Unnamed automaker in discussions for investment and electric vehicle co-development with company.
Fisker’s CEO, Henrik Fisker, announced that the progress for the budget-friendly Fisker Pear electric car has been put on hold. In the company’s recent earnings call, Fisker confirmed that the Pear, which was projected to be priced at under $30,000, will experience a delay while the company seeks financial backing from other car manufacturers.
According to Henrik Fisker, “Fisker is currently in discussions with a major automotive company regarding a potential deal that may involve a financial investment in Fisker, collaborative development of one or multiple electric vehicle platforms, and the establishment of manufacturing operations in North America.” Fisker shared this information with both investors and journalists.

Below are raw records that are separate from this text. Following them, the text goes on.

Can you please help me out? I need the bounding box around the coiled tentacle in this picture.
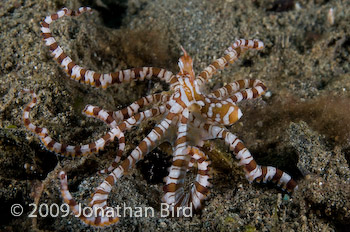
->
[41,7,176,88]
[22,89,125,156]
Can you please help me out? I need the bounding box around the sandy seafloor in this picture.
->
[0,0,350,231]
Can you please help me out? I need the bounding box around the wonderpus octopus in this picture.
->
[22,7,297,226]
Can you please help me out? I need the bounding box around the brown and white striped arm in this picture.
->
[208,125,298,193]
[41,7,176,88]
[59,115,173,227]
[196,39,264,85]
[100,106,166,173]
[113,92,170,121]
[22,89,125,157]
[162,109,211,212]
[208,79,267,103]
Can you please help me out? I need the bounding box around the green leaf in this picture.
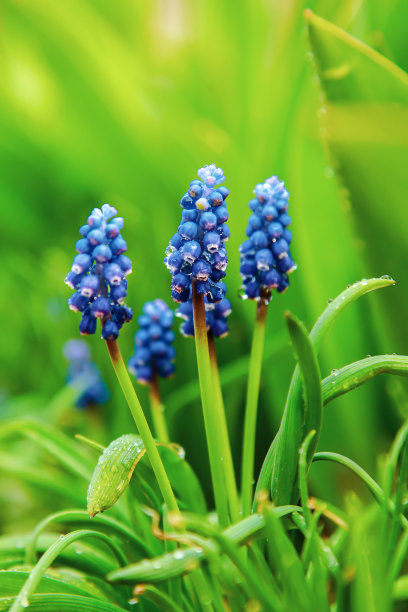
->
[306,11,408,350]
[256,276,395,501]
[0,593,127,612]
[10,529,127,612]
[0,533,120,576]
[271,313,323,506]
[322,355,408,404]
[0,417,91,480]
[107,506,300,583]
[263,506,312,612]
[25,510,151,563]
[0,568,127,605]
[88,434,145,517]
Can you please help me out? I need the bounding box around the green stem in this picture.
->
[106,340,179,512]
[208,331,240,523]
[193,280,229,527]
[10,529,128,612]
[241,296,267,516]
[149,372,170,442]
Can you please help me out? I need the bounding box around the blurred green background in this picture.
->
[0,0,408,516]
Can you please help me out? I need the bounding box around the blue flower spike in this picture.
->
[63,340,109,409]
[128,299,176,384]
[240,176,297,304]
[65,204,132,340]
[164,164,230,304]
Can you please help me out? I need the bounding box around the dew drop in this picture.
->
[173,550,185,559]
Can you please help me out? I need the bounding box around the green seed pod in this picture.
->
[87,434,146,517]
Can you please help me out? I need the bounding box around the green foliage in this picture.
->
[0,0,408,612]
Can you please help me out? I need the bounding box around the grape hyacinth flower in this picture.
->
[164,164,230,303]
[128,299,176,384]
[176,296,231,338]
[239,176,297,516]
[128,299,176,443]
[63,340,109,409]
[65,204,132,340]
[164,164,238,526]
[240,176,297,303]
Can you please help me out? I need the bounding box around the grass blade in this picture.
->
[271,313,323,506]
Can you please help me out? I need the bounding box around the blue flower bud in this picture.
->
[180,193,195,210]
[79,308,96,336]
[208,189,224,208]
[164,164,230,304]
[240,176,296,302]
[181,208,199,223]
[192,259,211,281]
[251,230,268,249]
[109,285,127,305]
[68,292,89,312]
[196,198,211,212]
[92,244,112,263]
[255,249,275,271]
[71,253,92,274]
[266,221,283,239]
[215,206,229,229]
[203,232,221,253]
[104,263,123,285]
[180,240,201,264]
[196,281,211,295]
[110,235,127,255]
[80,274,99,298]
[171,272,191,293]
[91,297,110,319]
[111,218,125,231]
[128,299,175,383]
[75,238,92,253]
[239,259,257,276]
[105,223,119,240]
[87,229,105,246]
[64,270,83,289]
[102,321,119,340]
[200,207,218,231]
[178,221,198,240]
[114,255,132,276]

The chief executive officer declined to disclose the specific company Fisker is currently negotiating with, although he did eliminate Foxconn from consideration, as they were previously a potential manufacturer of the Pear at their Ohio site.
CarBuzz reached out to Fisker in order to gather more details, and as soon as we receive a response, we will provide an update for this article.

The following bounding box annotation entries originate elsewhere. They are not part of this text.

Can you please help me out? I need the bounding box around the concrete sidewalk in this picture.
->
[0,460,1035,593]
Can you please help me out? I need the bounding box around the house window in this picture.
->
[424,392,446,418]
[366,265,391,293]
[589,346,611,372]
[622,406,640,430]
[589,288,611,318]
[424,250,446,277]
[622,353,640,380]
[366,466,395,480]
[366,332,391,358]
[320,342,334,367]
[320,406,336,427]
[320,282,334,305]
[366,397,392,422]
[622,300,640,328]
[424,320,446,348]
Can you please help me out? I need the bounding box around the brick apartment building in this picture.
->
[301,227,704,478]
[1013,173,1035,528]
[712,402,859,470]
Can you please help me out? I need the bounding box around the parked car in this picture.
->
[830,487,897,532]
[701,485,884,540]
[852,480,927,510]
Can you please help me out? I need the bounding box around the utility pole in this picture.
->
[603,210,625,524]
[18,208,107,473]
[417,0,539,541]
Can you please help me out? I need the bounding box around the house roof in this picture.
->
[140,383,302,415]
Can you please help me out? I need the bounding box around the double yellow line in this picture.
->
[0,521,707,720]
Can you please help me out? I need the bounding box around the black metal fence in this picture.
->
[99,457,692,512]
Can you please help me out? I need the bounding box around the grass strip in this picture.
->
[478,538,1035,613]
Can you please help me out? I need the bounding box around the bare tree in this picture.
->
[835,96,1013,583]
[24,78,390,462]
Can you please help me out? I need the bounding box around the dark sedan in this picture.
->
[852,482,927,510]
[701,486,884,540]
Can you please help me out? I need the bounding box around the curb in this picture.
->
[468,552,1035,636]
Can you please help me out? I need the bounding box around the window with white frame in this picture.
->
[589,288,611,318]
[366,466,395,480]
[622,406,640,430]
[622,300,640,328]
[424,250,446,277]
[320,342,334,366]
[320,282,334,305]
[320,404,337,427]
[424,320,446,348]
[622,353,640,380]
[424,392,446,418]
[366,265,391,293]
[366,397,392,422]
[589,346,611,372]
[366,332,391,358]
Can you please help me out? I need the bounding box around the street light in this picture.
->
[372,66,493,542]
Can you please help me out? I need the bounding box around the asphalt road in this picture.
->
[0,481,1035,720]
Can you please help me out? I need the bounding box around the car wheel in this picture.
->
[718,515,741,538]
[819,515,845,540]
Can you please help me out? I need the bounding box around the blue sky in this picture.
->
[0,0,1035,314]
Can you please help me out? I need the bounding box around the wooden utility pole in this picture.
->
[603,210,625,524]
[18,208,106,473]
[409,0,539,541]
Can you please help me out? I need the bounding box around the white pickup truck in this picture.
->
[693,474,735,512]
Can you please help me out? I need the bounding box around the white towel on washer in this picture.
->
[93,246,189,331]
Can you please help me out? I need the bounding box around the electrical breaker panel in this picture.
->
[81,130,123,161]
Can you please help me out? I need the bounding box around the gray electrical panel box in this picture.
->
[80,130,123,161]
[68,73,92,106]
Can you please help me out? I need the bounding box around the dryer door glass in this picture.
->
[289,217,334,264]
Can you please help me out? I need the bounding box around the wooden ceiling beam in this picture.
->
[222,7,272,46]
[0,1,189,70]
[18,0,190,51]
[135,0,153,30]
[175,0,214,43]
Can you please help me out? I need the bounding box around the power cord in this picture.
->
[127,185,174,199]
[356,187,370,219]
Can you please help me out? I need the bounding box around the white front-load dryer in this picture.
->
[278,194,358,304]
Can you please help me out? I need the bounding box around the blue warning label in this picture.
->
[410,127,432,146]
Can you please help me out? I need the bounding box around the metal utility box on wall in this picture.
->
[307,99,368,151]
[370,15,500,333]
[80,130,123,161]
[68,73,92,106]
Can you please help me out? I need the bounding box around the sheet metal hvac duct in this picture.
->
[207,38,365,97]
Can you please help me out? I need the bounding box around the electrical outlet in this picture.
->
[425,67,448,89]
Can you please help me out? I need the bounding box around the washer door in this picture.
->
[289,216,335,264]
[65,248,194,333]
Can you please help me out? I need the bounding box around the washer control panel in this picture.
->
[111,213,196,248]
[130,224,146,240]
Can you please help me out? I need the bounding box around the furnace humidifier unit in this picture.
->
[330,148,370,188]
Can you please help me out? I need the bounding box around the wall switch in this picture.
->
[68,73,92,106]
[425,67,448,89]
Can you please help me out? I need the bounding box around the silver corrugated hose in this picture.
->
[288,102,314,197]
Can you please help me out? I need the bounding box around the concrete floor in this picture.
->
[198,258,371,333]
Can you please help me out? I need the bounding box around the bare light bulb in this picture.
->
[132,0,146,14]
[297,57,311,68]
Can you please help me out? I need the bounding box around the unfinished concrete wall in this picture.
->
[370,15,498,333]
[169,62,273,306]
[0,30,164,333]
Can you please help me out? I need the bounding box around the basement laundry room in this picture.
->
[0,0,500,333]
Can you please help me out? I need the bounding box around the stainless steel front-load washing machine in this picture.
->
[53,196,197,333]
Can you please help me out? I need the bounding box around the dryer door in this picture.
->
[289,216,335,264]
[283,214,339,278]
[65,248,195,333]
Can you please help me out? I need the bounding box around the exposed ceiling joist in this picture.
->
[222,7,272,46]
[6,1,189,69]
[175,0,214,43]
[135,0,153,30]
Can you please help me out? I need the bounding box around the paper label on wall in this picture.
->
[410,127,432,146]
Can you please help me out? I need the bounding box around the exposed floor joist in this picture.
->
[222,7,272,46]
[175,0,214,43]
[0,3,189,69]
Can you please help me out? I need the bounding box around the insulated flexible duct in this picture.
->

Fisker pointed out that discussions came to a close, leading to the termination of the company’s partnership with Foxconn, who had been in charge of constructing the ill-fated Lordstown Endurance pickup truck.
The backing of a bigger and reputable automobile company may be the saving grace for Fisker. A boost in financial resources could open the door for them to create fresh electric automobiles, like the Pear and the Alaska pickup. Alternatively, the unidentified manufacturer stands to gain from collaborating on EVs, resulting in reduced development costs and the ability to offer more economical battery-powered cars.

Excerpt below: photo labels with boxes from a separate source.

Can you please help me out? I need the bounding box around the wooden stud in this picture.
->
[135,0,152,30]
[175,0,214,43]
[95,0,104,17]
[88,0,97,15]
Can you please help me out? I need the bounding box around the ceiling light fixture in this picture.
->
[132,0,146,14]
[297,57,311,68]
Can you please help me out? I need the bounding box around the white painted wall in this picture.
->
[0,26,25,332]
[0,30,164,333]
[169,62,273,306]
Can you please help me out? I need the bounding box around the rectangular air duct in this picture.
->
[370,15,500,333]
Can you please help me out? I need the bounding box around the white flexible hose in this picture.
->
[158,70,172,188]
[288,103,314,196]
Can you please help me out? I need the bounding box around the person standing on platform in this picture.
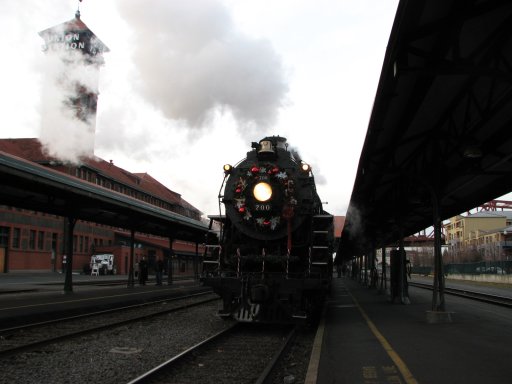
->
[156,259,164,285]
[139,257,148,285]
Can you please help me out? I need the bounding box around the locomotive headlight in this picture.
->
[300,162,311,172]
[223,164,233,175]
[252,182,272,202]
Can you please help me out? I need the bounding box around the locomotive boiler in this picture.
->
[201,136,333,322]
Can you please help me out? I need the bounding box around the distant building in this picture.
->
[444,211,512,262]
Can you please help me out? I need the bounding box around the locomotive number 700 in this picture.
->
[254,204,272,211]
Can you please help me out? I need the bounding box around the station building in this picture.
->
[0,11,202,274]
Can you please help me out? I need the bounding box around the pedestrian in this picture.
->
[155,259,164,285]
[139,257,148,285]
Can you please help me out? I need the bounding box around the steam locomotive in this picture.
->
[201,136,334,323]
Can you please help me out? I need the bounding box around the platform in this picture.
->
[306,278,512,384]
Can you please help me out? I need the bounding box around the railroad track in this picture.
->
[0,292,219,357]
[129,324,297,384]
[408,282,512,308]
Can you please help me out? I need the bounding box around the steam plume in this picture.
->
[118,0,288,129]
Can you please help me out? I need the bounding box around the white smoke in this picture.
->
[118,0,288,132]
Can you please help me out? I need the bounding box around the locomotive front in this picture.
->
[202,136,333,322]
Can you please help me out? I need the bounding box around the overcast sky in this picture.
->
[0,0,404,215]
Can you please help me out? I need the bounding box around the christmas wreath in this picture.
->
[233,164,297,231]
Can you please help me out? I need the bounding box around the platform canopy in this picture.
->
[0,151,208,243]
[338,0,512,259]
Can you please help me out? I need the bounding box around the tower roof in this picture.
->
[39,11,109,56]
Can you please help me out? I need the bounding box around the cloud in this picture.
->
[118,0,288,132]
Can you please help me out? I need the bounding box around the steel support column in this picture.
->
[64,216,76,293]
[128,228,135,288]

Multiple car manufacturers, such as Renault and Volkswagen, are exploring the idea of small electric vehicles. Stellantis leader Carlos Tavares is convinced that this approach is crucial for Western automakers to combat the competition posed by affordable Chinese EVs.
The CEO stated, “We are committed to withholding any external spending for our upcoming projects until we secure a strategic OEM partnership.” Despite the delay of the Pear, Fisker will utilize its cash reserves towards the Ocean.
The electric vehicle manufacturer has announced its intentions to boost the production of the Ocean while also releasing software upgrades for their popular SUV. It is important to highlight that a number of customers have reported initial problems. As a result, Fisker has been working on over-the-air updates in order to resolve these issues and refine any minor imperfections.
Surprisingly, efforts for the Alaska pickup will persist, although Chief Financial Officer Geeta Gupta-Fisker stated that further progress depends on the brand’s ability to come to terms with the undisclosed car manufacturer.
In terms of financials, Fisker recorded a deficit of $463.6 million in the fourth quarter of 2023, resulting in a loss per share of $1.23. The company’s revenue for this time frame amounted to $200.1 million. A total of 4,789 Ocean vehicles were manufactured during this period, out of which 3,818 were shipped to customers. The overall production for the year 2023 stood at 10,193 units, with 4,929 being delivered over the course of 12 months.